Assignment 12, Solutions

Part of the homework for 22C:112, Spring 2009
by Douglas W. Jones
THE UNIVERSITY OF IOWA Department of Computer Science

  1. Background: In unix, interprocess communications pipes are created using the pipe() system call. This creates a new pipe, a FIFO communications channel, and returns two file descriptors, one referring to the read end of the pipe, the other referring to the write end. (Use man 2 pipe for more detail.) Of course, the new pipe only known to one process, the one that created it, but after creating the pipe, that process may fork into multiple processes.

    See man 2 dup for mechanisms permitting open files to be moved to a different descriptor number, and note that if an open file is visible from two descriptor numbers, close() applied to one of its numbers does not close access to the file through the other number.

    A problem: Give a fragment of C code that launches two applications using execve(), call them "app1" and "app2", where standard output of "app1" is piped into standard input of "app2", while both applications remain able to read and write the other files that were open prior to your code fragment. Your fragment should wait for both child processes to terminate before it exits. (1.0 points)

            int fd[2];
            const int readend = 0; /* the two ends of the pipe in fd */
            const int writeend = 1;
            const int standardin = 0; /* the files we really want to change */
            const int standardout = 1;
    	pipe( fd );
    	if (fork() == 0) { /* child 1 */
                    dup2( fd[writeend], standardout );
                    close( fd[readend] );
                    close( fd[writeend] );
    		execve( "app1" ); /* standard output to the pipe */
            } else if (fork() == 0) { /* child 2 */
                    close( standardin );
                    dup( fd[readend] ); /* guaranteed to return standardin */
                    close( fd[readend] );
                    close( fd[writeend] );
    		execve( "app2" ); /* standard input from the pipe */
            } else { /* parent */
                    close( fd[readend] );
                    close( fd[writeend] );
    		wait(); /* we wait for both, not knowing which ends first */

  2. Background: Consider a client-server architecture. Assume that messages are sent and received from buffers in memory, and that the sender and receiver must specufy the buffer and its length. The following primitives are available:

    A problem: Write the code for a server that implements a single semaphore, with initial (abstract) value zero and client-to-server messages "P" and "V" corresponding to the wait and signal operations (names chosen in part because they are of length 1).
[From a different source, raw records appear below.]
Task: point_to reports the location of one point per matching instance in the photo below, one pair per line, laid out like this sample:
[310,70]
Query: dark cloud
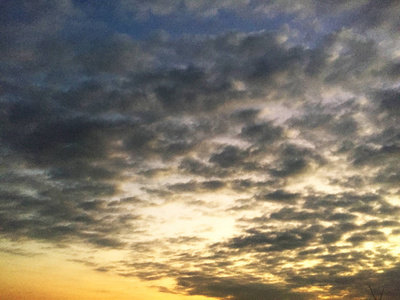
[281,196]
[106,129]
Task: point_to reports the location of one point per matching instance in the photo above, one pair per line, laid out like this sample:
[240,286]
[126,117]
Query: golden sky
[241,150]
You may assume pre-existing library implementations of such things as stacks and queues with the usual operations. (1.0 points)

            int count = 0;
            queue myqueue;
            initialize_queue( &myqueue );
            for (;;) { /* an infinite loop */
                    char operation = " ";
                    ID client = server_receive( &operation, 1 );
                    if (operation == "P") {
                            if (count > 0) {
                                    count = count - 1;
                                    /* send prompt reply to P */
                                    server_send( client, NULL, 0 );
                            } else {
                                    /* remember client for delayed reply to P */
                                    enqueue( &myqueue, client );
                    } else if (operation == "V") {
                            /* always send prompt reply to V */
                            server_send( client, NULL, 0 );
                            if (is_empty( &myqueue )) {
                                    count = count + 1;
                            } else {
                                    /* send delayed reply to P */
                                    client = dequeue( &myqueue );
                                    server_send( client, NULL, 0 );
                    } else {
                            /* ignore illegal operations */

  3. Background: In Unix, the resources available to a running program fall into three broad categories:

    In Amoeba and Demos, many resources that are statically accessible in systems modeled on Unix are, instead, passed in what can be thought of as analogous to the environment in Unix. Among the most important of these is the file system.

    a) What system data structure holds the envoronment of a Demos process? (0.5 points)

    The link table.

    b) What system data structure in Unix (or Linux) is analogous to the data structure you identified in part a. Note that this Unix data structure has a far narrower use than the use it has in Demos. (0.5 points)

    The open file table.